Kastentext: Probiotika

Probiotika sind Kulturen nützlicher Bakterien, die in einer gesunden Darmflora vorkommen. Einer dieser grampositiven Bakterienstämme ist Lactobacillus rhamnosus (Lactobacillus GG). Probiotika sind in der Lage, eine erhöhte intestinale Permeabilität zu normalisieren; diese erhöhte intestinale Permeabilität ist wiederum charakteristisch für Kinder, die an Lebensmittelallergien oder an einem atopischem Ekzem leiden. Probiotika fördern auch die Bildung darmspezifischer IgA-Antworten, welche oftmals bei Kindern mit Lebensmittelallergien unzureichend sind. Ferner tragen sie zu einer normalen Mikroökologie des Darms bei. In einigen Studien mit atopischen Kindern konnte gezeigt werden, dass oral eingenommene Lactobacillus-Präparate die Umwandlung des Transforming Growth Factor-β (TGF-β) und die Interleukin-10-Produktion fördern. Diese antiinflammatorischen Zytokine spielen wiederum eine wichtige Rolle bei der Prävention und Behandlung atopischer Erkrankungen.

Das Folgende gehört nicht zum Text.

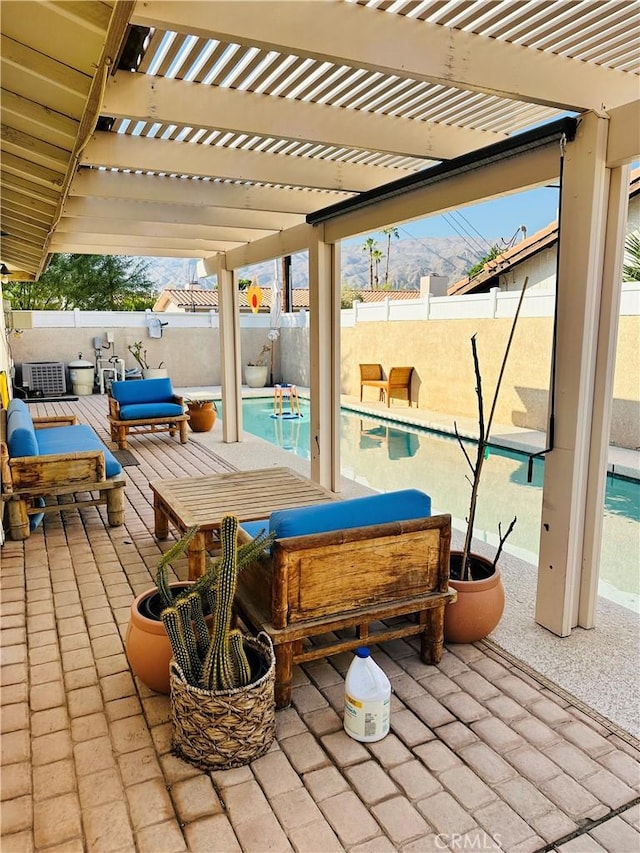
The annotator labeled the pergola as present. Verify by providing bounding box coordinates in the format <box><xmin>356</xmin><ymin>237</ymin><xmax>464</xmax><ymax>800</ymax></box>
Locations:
<box><xmin>0</xmin><ymin>0</ymin><xmax>640</xmax><ymax>636</ymax></box>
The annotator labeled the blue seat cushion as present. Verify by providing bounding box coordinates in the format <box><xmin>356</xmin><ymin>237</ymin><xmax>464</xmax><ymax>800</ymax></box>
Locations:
<box><xmin>36</xmin><ymin>424</ymin><xmax>122</xmax><ymax>477</ymax></box>
<box><xmin>268</xmin><ymin>489</ymin><xmax>431</xmax><ymax>539</ymax></box>
<box><xmin>7</xmin><ymin>400</ymin><xmax>39</xmax><ymax>457</ymax></box>
<box><xmin>111</xmin><ymin>378</ymin><xmax>175</xmax><ymax>408</ymax></box>
<box><xmin>120</xmin><ymin>402</ymin><xmax>184</xmax><ymax>421</ymax></box>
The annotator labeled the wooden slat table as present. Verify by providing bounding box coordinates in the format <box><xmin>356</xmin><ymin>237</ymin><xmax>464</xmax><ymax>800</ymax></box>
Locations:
<box><xmin>149</xmin><ymin>468</ymin><xmax>337</xmax><ymax>580</ymax></box>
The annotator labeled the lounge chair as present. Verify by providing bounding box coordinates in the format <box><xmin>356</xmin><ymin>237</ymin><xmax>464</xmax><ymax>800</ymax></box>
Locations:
<box><xmin>360</xmin><ymin>364</ymin><xmax>413</xmax><ymax>408</ymax></box>
<box><xmin>108</xmin><ymin>379</ymin><xmax>189</xmax><ymax>450</ymax></box>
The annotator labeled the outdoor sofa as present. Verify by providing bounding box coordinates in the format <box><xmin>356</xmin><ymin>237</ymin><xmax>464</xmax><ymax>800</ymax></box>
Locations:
<box><xmin>235</xmin><ymin>489</ymin><xmax>456</xmax><ymax>708</ymax></box>
<box><xmin>0</xmin><ymin>399</ymin><xmax>125</xmax><ymax>540</ymax></box>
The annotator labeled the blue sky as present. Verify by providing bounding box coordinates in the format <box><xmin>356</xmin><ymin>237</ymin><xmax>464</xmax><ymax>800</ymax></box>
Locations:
<box><xmin>346</xmin><ymin>187</ymin><xmax>559</xmax><ymax>250</ymax></box>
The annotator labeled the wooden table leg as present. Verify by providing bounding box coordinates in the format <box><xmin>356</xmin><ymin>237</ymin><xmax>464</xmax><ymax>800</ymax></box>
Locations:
<box><xmin>153</xmin><ymin>492</ymin><xmax>169</xmax><ymax>539</ymax></box>
<box><xmin>187</xmin><ymin>530</ymin><xmax>207</xmax><ymax>581</ymax></box>
<box><xmin>420</xmin><ymin>604</ymin><xmax>445</xmax><ymax>664</ymax></box>
<box><xmin>274</xmin><ymin>643</ymin><xmax>294</xmax><ymax>708</ymax></box>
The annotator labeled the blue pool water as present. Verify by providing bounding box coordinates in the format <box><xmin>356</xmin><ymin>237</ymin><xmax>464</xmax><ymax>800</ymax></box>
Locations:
<box><xmin>231</xmin><ymin>398</ymin><xmax>640</xmax><ymax>609</ymax></box>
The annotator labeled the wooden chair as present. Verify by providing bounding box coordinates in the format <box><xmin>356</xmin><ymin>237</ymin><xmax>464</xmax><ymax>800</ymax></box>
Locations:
<box><xmin>235</xmin><ymin>508</ymin><xmax>456</xmax><ymax>708</ymax></box>
<box><xmin>108</xmin><ymin>378</ymin><xmax>189</xmax><ymax>450</ymax></box>
<box><xmin>360</xmin><ymin>364</ymin><xmax>413</xmax><ymax>408</ymax></box>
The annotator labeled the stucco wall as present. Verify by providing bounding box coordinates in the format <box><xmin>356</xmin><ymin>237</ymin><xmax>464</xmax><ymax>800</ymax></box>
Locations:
<box><xmin>11</xmin><ymin>326</ymin><xmax>279</xmax><ymax>387</ymax></box>
<box><xmin>341</xmin><ymin>316</ymin><xmax>640</xmax><ymax>447</ymax></box>
<box><xmin>10</xmin><ymin>316</ymin><xmax>640</xmax><ymax>447</ymax></box>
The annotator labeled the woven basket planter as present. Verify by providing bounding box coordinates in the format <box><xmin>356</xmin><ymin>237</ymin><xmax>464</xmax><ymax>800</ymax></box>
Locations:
<box><xmin>171</xmin><ymin>633</ymin><xmax>276</xmax><ymax>770</ymax></box>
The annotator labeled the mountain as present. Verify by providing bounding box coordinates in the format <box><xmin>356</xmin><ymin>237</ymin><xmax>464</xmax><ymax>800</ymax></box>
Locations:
<box><xmin>141</xmin><ymin>237</ymin><xmax>480</xmax><ymax>290</ymax></box>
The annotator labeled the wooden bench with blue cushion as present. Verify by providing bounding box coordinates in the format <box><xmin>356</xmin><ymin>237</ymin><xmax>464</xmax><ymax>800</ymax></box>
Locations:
<box><xmin>235</xmin><ymin>489</ymin><xmax>456</xmax><ymax>708</ymax></box>
<box><xmin>108</xmin><ymin>378</ymin><xmax>189</xmax><ymax>450</ymax></box>
<box><xmin>0</xmin><ymin>400</ymin><xmax>125</xmax><ymax>539</ymax></box>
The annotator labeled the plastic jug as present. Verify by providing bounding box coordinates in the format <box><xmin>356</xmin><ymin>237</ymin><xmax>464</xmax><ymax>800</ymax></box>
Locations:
<box><xmin>344</xmin><ymin>646</ymin><xmax>391</xmax><ymax>743</ymax></box>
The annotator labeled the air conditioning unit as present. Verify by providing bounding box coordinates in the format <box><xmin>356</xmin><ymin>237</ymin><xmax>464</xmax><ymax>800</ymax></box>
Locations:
<box><xmin>22</xmin><ymin>361</ymin><xmax>67</xmax><ymax>397</ymax></box>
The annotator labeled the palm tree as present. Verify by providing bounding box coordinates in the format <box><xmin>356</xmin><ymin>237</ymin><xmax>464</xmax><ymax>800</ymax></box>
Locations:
<box><xmin>622</xmin><ymin>231</ymin><xmax>640</xmax><ymax>281</ymax></box>
<box><xmin>382</xmin><ymin>226</ymin><xmax>400</xmax><ymax>285</ymax></box>
<box><xmin>362</xmin><ymin>237</ymin><xmax>378</xmax><ymax>290</ymax></box>
<box><xmin>371</xmin><ymin>249</ymin><xmax>384</xmax><ymax>289</ymax></box>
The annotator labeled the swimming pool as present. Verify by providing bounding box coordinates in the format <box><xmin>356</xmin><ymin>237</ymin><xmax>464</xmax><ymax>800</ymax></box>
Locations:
<box><xmin>235</xmin><ymin>397</ymin><xmax>640</xmax><ymax>611</ymax></box>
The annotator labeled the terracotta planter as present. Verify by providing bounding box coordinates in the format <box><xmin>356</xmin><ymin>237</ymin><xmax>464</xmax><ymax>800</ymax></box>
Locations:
<box><xmin>244</xmin><ymin>364</ymin><xmax>269</xmax><ymax>388</ymax></box>
<box><xmin>142</xmin><ymin>367</ymin><xmax>169</xmax><ymax>379</ymax></box>
<box><xmin>124</xmin><ymin>581</ymin><xmax>211</xmax><ymax>694</ymax></box>
<box><xmin>187</xmin><ymin>402</ymin><xmax>217</xmax><ymax>432</ymax></box>
<box><xmin>444</xmin><ymin>551</ymin><xmax>504</xmax><ymax>643</ymax></box>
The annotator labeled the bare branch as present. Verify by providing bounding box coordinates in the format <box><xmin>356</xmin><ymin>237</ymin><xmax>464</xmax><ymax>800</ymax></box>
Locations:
<box><xmin>493</xmin><ymin>515</ymin><xmax>518</xmax><ymax>569</ymax></box>
<box><xmin>453</xmin><ymin>421</ymin><xmax>476</xmax><ymax>479</ymax></box>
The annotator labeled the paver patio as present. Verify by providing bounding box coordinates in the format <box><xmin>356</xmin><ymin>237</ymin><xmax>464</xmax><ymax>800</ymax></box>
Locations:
<box><xmin>0</xmin><ymin>397</ymin><xmax>640</xmax><ymax>853</ymax></box>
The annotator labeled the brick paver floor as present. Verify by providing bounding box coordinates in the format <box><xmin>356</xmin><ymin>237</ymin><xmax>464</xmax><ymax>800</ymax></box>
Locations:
<box><xmin>0</xmin><ymin>398</ymin><xmax>640</xmax><ymax>853</ymax></box>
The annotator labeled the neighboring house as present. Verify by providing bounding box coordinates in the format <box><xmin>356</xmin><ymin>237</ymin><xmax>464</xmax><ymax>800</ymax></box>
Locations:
<box><xmin>447</xmin><ymin>171</ymin><xmax>640</xmax><ymax>296</ymax></box>
<box><xmin>153</xmin><ymin>285</ymin><xmax>420</xmax><ymax>314</ymax></box>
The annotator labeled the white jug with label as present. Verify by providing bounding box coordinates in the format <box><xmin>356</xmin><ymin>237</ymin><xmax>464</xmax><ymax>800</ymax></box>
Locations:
<box><xmin>344</xmin><ymin>646</ymin><xmax>391</xmax><ymax>743</ymax></box>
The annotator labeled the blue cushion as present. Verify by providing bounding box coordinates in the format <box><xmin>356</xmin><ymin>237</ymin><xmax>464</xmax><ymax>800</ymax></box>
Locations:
<box><xmin>36</xmin><ymin>424</ymin><xmax>122</xmax><ymax>477</ymax></box>
<box><xmin>7</xmin><ymin>400</ymin><xmax>39</xmax><ymax>457</ymax></box>
<box><xmin>111</xmin><ymin>378</ymin><xmax>173</xmax><ymax>407</ymax></box>
<box><xmin>268</xmin><ymin>489</ymin><xmax>431</xmax><ymax>539</ymax></box>
<box><xmin>120</xmin><ymin>404</ymin><xmax>184</xmax><ymax>421</ymax></box>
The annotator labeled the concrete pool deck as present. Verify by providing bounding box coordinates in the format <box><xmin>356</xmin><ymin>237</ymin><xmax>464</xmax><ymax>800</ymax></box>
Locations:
<box><xmin>0</xmin><ymin>395</ymin><xmax>640</xmax><ymax>853</ymax></box>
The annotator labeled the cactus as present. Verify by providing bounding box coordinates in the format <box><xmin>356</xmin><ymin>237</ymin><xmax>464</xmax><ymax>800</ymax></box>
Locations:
<box><xmin>162</xmin><ymin>515</ymin><xmax>274</xmax><ymax>690</ymax></box>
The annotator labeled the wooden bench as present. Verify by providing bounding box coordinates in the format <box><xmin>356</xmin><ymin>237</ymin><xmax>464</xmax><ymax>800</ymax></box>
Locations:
<box><xmin>235</xmin><ymin>493</ymin><xmax>456</xmax><ymax>708</ymax></box>
<box><xmin>360</xmin><ymin>364</ymin><xmax>413</xmax><ymax>408</ymax></box>
<box><xmin>0</xmin><ymin>401</ymin><xmax>125</xmax><ymax>540</ymax></box>
<box><xmin>108</xmin><ymin>379</ymin><xmax>189</xmax><ymax>450</ymax></box>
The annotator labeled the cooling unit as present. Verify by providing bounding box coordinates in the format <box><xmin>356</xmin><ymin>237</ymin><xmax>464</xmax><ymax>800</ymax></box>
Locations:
<box><xmin>22</xmin><ymin>361</ymin><xmax>67</xmax><ymax>397</ymax></box>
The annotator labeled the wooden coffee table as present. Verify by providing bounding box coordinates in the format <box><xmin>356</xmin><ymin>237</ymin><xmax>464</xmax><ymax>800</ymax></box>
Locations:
<box><xmin>149</xmin><ymin>468</ymin><xmax>337</xmax><ymax>580</ymax></box>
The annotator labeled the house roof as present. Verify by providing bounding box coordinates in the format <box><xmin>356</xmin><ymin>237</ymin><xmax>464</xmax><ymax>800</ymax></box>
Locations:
<box><xmin>0</xmin><ymin>0</ymin><xmax>640</xmax><ymax>278</ymax></box>
<box><xmin>153</xmin><ymin>287</ymin><xmax>420</xmax><ymax>312</ymax></box>
<box><xmin>447</xmin><ymin>169</ymin><xmax>640</xmax><ymax>296</ymax></box>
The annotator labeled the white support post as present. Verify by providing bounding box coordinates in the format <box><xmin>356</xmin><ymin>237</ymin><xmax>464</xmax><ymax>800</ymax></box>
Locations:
<box><xmin>578</xmin><ymin>166</ymin><xmax>630</xmax><ymax>628</ymax></box>
<box><xmin>216</xmin><ymin>254</ymin><xmax>242</xmax><ymax>443</ymax></box>
<box><xmin>536</xmin><ymin>114</ymin><xmax>608</xmax><ymax>637</ymax></box>
<box><xmin>309</xmin><ymin>228</ymin><xmax>340</xmax><ymax>492</ymax></box>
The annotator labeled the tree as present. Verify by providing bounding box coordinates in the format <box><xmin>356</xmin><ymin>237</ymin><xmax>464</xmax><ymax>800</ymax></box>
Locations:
<box><xmin>362</xmin><ymin>237</ymin><xmax>378</xmax><ymax>290</ymax></box>
<box><xmin>467</xmin><ymin>244</ymin><xmax>503</xmax><ymax>278</ymax></box>
<box><xmin>382</xmin><ymin>226</ymin><xmax>400</xmax><ymax>287</ymax></box>
<box><xmin>371</xmin><ymin>249</ymin><xmax>384</xmax><ymax>290</ymax></box>
<box><xmin>5</xmin><ymin>255</ymin><xmax>156</xmax><ymax>311</ymax></box>
<box><xmin>622</xmin><ymin>231</ymin><xmax>640</xmax><ymax>281</ymax></box>
<box><xmin>340</xmin><ymin>284</ymin><xmax>360</xmax><ymax>308</ymax></box>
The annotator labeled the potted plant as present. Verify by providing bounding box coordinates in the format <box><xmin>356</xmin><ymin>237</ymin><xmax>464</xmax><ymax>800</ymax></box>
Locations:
<box><xmin>125</xmin><ymin>525</ymin><xmax>270</xmax><ymax>693</ymax></box>
<box><xmin>244</xmin><ymin>343</ymin><xmax>271</xmax><ymax>388</ymax></box>
<box><xmin>162</xmin><ymin>515</ymin><xmax>275</xmax><ymax>770</ymax></box>
<box><xmin>127</xmin><ymin>341</ymin><xmax>168</xmax><ymax>379</ymax></box>
<box><xmin>185</xmin><ymin>397</ymin><xmax>218</xmax><ymax>432</ymax></box>
<box><xmin>444</xmin><ymin>278</ymin><xmax>529</xmax><ymax>643</ymax></box>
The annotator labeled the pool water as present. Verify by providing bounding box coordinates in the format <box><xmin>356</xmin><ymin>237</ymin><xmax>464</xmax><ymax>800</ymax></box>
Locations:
<box><xmin>235</xmin><ymin>398</ymin><xmax>640</xmax><ymax>612</ymax></box>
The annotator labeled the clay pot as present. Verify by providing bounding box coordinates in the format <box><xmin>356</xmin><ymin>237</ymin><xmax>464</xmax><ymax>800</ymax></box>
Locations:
<box><xmin>444</xmin><ymin>551</ymin><xmax>504</xmax><ymax>643</ymax></box>
<box><xmin>244</xmin><ymin>364</ymin><xmax>269</xmax><ymax>388</ymax></box>
<box><xmin>187</xmin><ymin>401</ymin><xmax>217</xmax><ymax>432</ymax></box>
<box><xmin>124</xmin><ymin>581</ymin><xmax>205</xmax><ymax>694</ymax></box>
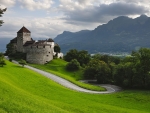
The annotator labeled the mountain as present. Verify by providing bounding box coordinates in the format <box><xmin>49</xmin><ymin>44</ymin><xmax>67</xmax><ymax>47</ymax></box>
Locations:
<box><xmin>54</xmin><ymin>15</ymin><xmax>150</xmax><ymax>53</ymax></box>
<box><xmin>0</xmin><ymin>38</ymin><xmax>11</xmax><ymax>52</ymax></box>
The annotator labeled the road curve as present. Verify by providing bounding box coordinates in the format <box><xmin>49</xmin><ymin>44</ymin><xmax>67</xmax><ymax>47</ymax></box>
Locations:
<box><xmin>8</xmin><ymin>57</ymin><xmax>120</xmax><ymax>94</ymax></box>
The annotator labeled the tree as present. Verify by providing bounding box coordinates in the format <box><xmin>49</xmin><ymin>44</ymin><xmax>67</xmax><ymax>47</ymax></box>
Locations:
<box><xmin>66</xmin><ymin>59</ymin><xmax>80</xmax><ymax>71</ymax></box>
<box><xmin>131</xmin><ymin>48</ymin><xmax>150</xmax><ymax>88</ymax></box>
<box><xmin>0</xmin><ymin>53</ymin><xmax>6</xmax><ymax>67</ymax></box>
<box><xmin>64</xmin><ymin>49</ymin><xmax>78</xmax><ymax>62</ymax></box>
<box><xmin>64</xmin><ymin>49</ymin><xmax>91</xmax><ymax>66</ymax></box>
<box><xmin>19</xmin><ymin>59</ymin><xmax>27</xmax><ymax>67</ymax></box>
<box><xmin>0</xmin><ymin>8</ymin><xmax>7</xmax><ymax>26</ymax></box>
<box><xmin>84</xmin><ymin>59</ymin><xmax>111</xmax><ymax>83</ymax></box>
<box><xmin>77</xmin><ymin>50</ymin><xmax>91</xmax><ymax>66</ymax></box>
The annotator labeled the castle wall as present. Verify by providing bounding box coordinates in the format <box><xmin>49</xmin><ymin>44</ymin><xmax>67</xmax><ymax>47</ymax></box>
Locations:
<box><xmin>17</xmin><ymin>33</ymin><xmax>31</xmax><ymax>52</ymax></box>
<box><xmin>24</xmin><ymin>45</ymin><xmax>53</xmax><ymax>64</ymax></box>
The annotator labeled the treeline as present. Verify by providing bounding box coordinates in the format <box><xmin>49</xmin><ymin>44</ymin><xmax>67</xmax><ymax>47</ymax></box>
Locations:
<box><xmin>64</xmin><ymin>48</ymin><xmax>150</xmax><ymax>89</ymax></box>
<box><xmin>0</xmin><ymin>53</ymin><xmax>6</xmax><ymax>67</ymax></box>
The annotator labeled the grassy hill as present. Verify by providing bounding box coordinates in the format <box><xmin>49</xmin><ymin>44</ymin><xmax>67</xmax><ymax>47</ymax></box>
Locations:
<box><xmin>0</xmin><ymin>61</ymin><xmax>150</xmax><ymax>113</ymax></box>
<box><xmin>30</xmin><ymin>59</ymin><xmax>106</xmax><ymax>91</ymax></box>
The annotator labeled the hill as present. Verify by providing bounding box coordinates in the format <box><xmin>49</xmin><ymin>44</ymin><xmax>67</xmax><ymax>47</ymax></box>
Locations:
<box><xmin>54</xmin><ymin>15</ymin><xmax>150</xmax><ymax>53</ymax></box>
<box><xmin>0</xmin><ymin>38</ymin><xmax>11</xmax><ymax>52</ymax></box>
<box><xmin>0</xmin><ymin>61</ymin><xmax>150</xmax><ymax>113</ymax></box>
<box><xmin>0</xmin><ymin>61</ymin><xmax>150</xmax><ymax>113</ymax></box>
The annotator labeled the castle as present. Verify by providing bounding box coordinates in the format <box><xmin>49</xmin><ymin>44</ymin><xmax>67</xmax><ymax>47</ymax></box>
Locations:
<box><xmin>10</xmin><ymin>26</ymin><xmax>63</xmax><ymax>64</ymax></box>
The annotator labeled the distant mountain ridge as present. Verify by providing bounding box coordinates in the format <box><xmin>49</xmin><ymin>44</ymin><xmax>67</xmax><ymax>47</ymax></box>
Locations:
<box><xmin>54</xmin><ymin>15</ymin><xmax>150</xmax><ymax>53</ymax></box>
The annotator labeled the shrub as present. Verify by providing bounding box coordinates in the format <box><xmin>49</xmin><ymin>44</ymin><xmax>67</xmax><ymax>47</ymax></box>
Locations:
<box><xmin>66</xmin><ymin>59</ymin><xmax>80</xmax><ymax>71</ymax></box>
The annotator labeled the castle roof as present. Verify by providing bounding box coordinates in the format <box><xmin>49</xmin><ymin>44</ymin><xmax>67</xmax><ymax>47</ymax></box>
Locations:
<box><xmin>23</xmin><ymin>40</ymin><xmax>35</xmax><ymax>46</ymax></box>
<box><xmin>17</xmin><ymin>26</ymin><xmax>31</xmax><ymax>33</ymax></box>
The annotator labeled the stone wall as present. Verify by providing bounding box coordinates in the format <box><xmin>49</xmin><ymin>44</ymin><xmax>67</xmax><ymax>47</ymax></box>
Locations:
<box><xmin>24</xmin><ymin>45</ymin><xmax>53</xmax><ymax>64</ymax></box>
<box><xmin>17</xmin><ymin>33</ymin><xmax>31</xmax><ymax>52</ymax></box>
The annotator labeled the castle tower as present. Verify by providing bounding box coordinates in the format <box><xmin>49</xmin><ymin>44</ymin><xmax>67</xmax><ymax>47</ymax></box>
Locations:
<box><xmin>17</xmin><ymin>26</ymin><xmax>32</xmax><ymax>52</ymax></box>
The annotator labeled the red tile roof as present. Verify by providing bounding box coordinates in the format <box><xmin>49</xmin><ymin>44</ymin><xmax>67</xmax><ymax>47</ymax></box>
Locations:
<box><xmin>17</xmin><ymin>26</ymin><xmax>31</xmax><ymax>33</ymax></box>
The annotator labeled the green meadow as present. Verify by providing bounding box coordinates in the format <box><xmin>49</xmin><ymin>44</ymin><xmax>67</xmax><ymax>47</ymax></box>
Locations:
<box><xmin>29</xmin><ymin>59</ymin><xmax>106</xmax><ymax>91</ymax></box>
<box><xmin>0</xmin><ymin>61</ymin><xmax>150</xmax><ymax>113</ymax></box>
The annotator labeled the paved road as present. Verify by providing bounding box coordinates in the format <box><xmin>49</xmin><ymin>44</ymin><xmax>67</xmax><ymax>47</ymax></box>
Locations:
<box><xmin>6</xmin><ymin>57</ymin><xmax>120</xmax><ymax>94</ymax></box>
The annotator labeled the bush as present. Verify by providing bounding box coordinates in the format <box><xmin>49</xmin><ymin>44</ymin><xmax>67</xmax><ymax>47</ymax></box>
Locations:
<box><xmin>19</xmin><ymin>59</ymin><xmax>27</xmax><ymax>67</ymax></box>
<box><xmin>66</xmin><ymin>59</ymin><xmax>80</xmax><ymax>71</ymax></box>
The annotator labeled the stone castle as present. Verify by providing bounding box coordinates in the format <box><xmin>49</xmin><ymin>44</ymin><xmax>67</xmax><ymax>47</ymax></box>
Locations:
<box><xmin>10</xmin><ymin>26</ymin><xmax>63</xmax><ymax>64</ymax></box>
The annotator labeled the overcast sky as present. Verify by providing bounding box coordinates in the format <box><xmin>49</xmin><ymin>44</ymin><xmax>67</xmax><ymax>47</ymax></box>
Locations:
<box><xmin>0</xmin><ymin>0</ymin><xmax>150</xmax><ymax>39</ymax></box>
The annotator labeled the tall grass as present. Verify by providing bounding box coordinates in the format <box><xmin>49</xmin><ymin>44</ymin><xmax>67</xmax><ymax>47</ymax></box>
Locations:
<box><xmin>0</xmin><ymin>61</ymin><xmax>150</xmax><ymax>113</ymax></box>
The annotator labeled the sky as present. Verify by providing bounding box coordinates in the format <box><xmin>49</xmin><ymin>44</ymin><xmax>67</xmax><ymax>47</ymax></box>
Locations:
<box><xmin>0</xmin><ymin>0</ymin><xmax>150</xmax><ymax>39</ymax></box>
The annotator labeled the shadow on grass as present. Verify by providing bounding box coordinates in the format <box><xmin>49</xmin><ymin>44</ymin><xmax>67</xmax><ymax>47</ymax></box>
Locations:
<box><xmin>12</xmin><ymin>66</ymin><xmax>24</xmax><ymax>68</ymax></box>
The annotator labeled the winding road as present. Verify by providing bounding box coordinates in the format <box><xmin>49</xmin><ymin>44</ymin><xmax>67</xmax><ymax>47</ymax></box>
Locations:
<box><xmin>9</xmin><ymin>57</ymin><xmax>121</xmax><ymax>94</ymax></box>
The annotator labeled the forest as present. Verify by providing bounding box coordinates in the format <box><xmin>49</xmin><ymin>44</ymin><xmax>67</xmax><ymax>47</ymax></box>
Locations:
<box><xmin>64</xmin><ymin>48</ymin><xmax>150</xmax><ymax>89</ymax></box>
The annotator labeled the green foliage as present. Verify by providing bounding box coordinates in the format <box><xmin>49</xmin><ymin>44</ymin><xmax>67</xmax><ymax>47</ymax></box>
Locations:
<box><xmin>30</xmin><ymin>59</ymin><xmax>106</xmax><ymax>91</ymax></box>
<box><xmin>0</xmin><ymin>53</ymin><xmax>6</xmax><ymax>67</ymax></box>
<box><xmin>54</xmin><ymin>45</ymin><xmax>61</xmax><ymax>53</ymax></box>
<box><xmin>66</xmin><ymin>59</ymin><xmax>80</xmax><ymax>71</ymax></box>
<box><xmin>84</xmin><ymin>59</ymin><xmax>111</xmax><ymax>83</ymax></box>
<box><xmin>64</xmin><ymin>49</ymin><xmax>90</xmax><ymax>67</ymax></box>
<box><xmin>0</xmin><ymin>8</ymin><xmax>7</xmax><ymax>26</ymax></box>
<box><xmin>19</xmin><ymin>59</ymin><xmax>27</xmax><ymax>67</ymax></box>
<box><xmin>0</xmin><ymin>61</ymin><xmax>150</xmax><ymax>113</ymax></box>
<box><xmin>64</xmin><ymin>49</ymin><xmax>78</xmax><ymax>62</ymax></box>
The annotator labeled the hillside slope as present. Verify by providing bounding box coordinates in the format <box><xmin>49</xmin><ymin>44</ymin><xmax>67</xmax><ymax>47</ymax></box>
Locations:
<box><xmin>54</xmin><ymin>15</ymin><xmax>150</xmax><ymax>53</ymax></box>
<box><xmin>0</xmin><ymin>61</ymin><xmax>150</xmax><ymax>113</ymax></box>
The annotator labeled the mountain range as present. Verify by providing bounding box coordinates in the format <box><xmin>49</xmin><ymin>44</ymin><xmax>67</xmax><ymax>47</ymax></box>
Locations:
<box><xmin>54</xmin><ymin>15</ymin><xmax>150</xmax><ymax>53</ymax></box>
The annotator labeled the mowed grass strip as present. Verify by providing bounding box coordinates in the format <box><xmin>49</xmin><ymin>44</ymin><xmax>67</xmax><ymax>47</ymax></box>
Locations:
<box><xmin>29</xmin><ymin>59</ymin><xmax>106</xmax><ymax>91</ymax></box>
<box><xmin>0</xmin><ymin>61</ymin><xmax>150</xmax><ymax>113</ymax></box>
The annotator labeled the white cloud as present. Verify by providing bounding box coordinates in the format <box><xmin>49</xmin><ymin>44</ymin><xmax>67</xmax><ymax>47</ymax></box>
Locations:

In der vorgestellten finnischen Studie konnte die positive Wirkung von Lactobacillus im Hinblick auf atopische Erkrankungen gezeigt werden. Wenn weitere und umfangreichere Untersuchungen dieses Ergebnis bestätigen, könnten Probiotika präventiv eingesetzt werden. Zuvor müssen allerdings noch die optimale Therapiedauer, die Dosierung und die geeignetste Bakterienart geklärt werden.

Literatur: Kalliomäki, M., et al.: Probiotics in primary prevention of atopic disease: a randomised placebo-controlled trial. Lancet 357, 1076 - 1079 (2001). Murch, S.: Toll of allergy reduced by probiotics. Lancet 357, 1057 - 1059 (2001).

Die perinatale Zufuhr von Lactobacillus GG konnte das Auftreten eines atopischen Ekzems bei Hochrisikokindern deutlich reduzieren. Kann diese positive Wirkung von Lactobacillus in weiteren Studien bestätigt werden, könnten mit Probiotika wertvolle therapeutische Präventiva zur Verfügung stehen.